Page 1 of 1
Unplanned Service Outage [back up! Small revert]
Posted: Thu May 26, 2016 9:34 pm
by Red Squirrel
The main file server that houses everything on my network failed hard and will not come back up. It's not looking good. I will probably have to reinstall the OS on the file server and all the VMs if they corrupted in the process, which means having to reconfigure everything which is long and tedious.
I am not sure what is the extent of data loss yet if any. Posting from mobile as my entire network us down. I'm just going to go pass out in a corner and try to pretend this did not just happen.
Edit: To clarify on potential data loss, we do have backups, but data loss will mean having to restore them which will take longer and there is going to be somewhat of a revert (about 1 day) if we do use backups.
Archived topic from AOV, old topic ID:6657, old post ID:38849
Unplanned Service Outage [back up! Small revert]
Posted: Thu May 26, 2016 10:53 pm
by Red Squirrel
I was able to boot with a rescue CD and all 3 of the raid arrays have been started and the data is visible. This does not mean the VMs are not corrupted, but it is a very good start as it's one thing less to worry about. One of the arrays did go into resync mode, so I'm going to just leave that alone till it finishes before I do anything further.
Meanwhile I will research to see if there is anything I can do to save the OS, as I really don't want to have to resetup everything.
If the VMs are not corrupt, I could have my whole network back online by as early as tomorrow night, and that includes the shard.
I will continue to post updates on progress.
Archived topic from AOV, old topic ID:6657, old post ID:38850
Unplanned Service Outage [back up! Small revert]
Posted: Thu May 26, 2016 11:32 pm
by Ixxie
I am useless with tech but I have cookies.
Archived topic from AOV, old topic ID:6657, old post ID:38851
Unplanned Service Outage [back up! Small revert]
Posted: Fri May 27, 2016 12:01 am
by Red Squirrel
I could use cookies.
I'm waiting for the resync to happen. ETA is like 550 minutes. I probably don't have to, but better safe than sorry I figure. Then tomorrow I will try to see if I can save the OS. Failing that I will have no choice but to reinstall. Good news is since that is a file server there is actually not THAT much to configure. I'm more worried about the VMs at this point as some of them are complex and will take a while to setup. The shard VMs will most likely be fine, but I have tons of stuff of my own on there too. I think the worse case scenario for the shard is having to revert to a day old backup if the VM is corrupt.
Archived topic from AOV, old topic ID:6657, old post ID:38852
Unplanned Service Outage [back up! Small revert]
Posted: Fri May 27, 2016 12:49 am
by Ixxie
i don't know what any of that is
But i can share with you my super secret cookie recipe.
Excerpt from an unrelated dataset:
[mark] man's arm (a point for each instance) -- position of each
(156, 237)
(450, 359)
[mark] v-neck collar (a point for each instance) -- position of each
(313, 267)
It pmuch rocks all manner of socks. And it sounds like you've got some time to kill.
Archived topic from AOV, old topic ID:6657, old post ID:38853
Unplanned Service Outage [back up! Small revert]
Posted: Fri May 27, 2016 10:48 am
by Ixxie
Progress? Are you still a ginger? Or did it all turn white/fall out
Archived topic from AOV, old topic ID:6657, old post ID:38854
Unplanned Service Outage [back up! Small revert]
Posted: Fri May 27, 2016 11:50 am
by Death
Ixxie wrote:Progress? Are you still a ginger? Or did it all turn white/fall out
Lmao why dont we have an upvote button
Archived topic from AOV, old topic ID:6657, old post ID:38855
Unplanned Service Outage [back up! Small revert]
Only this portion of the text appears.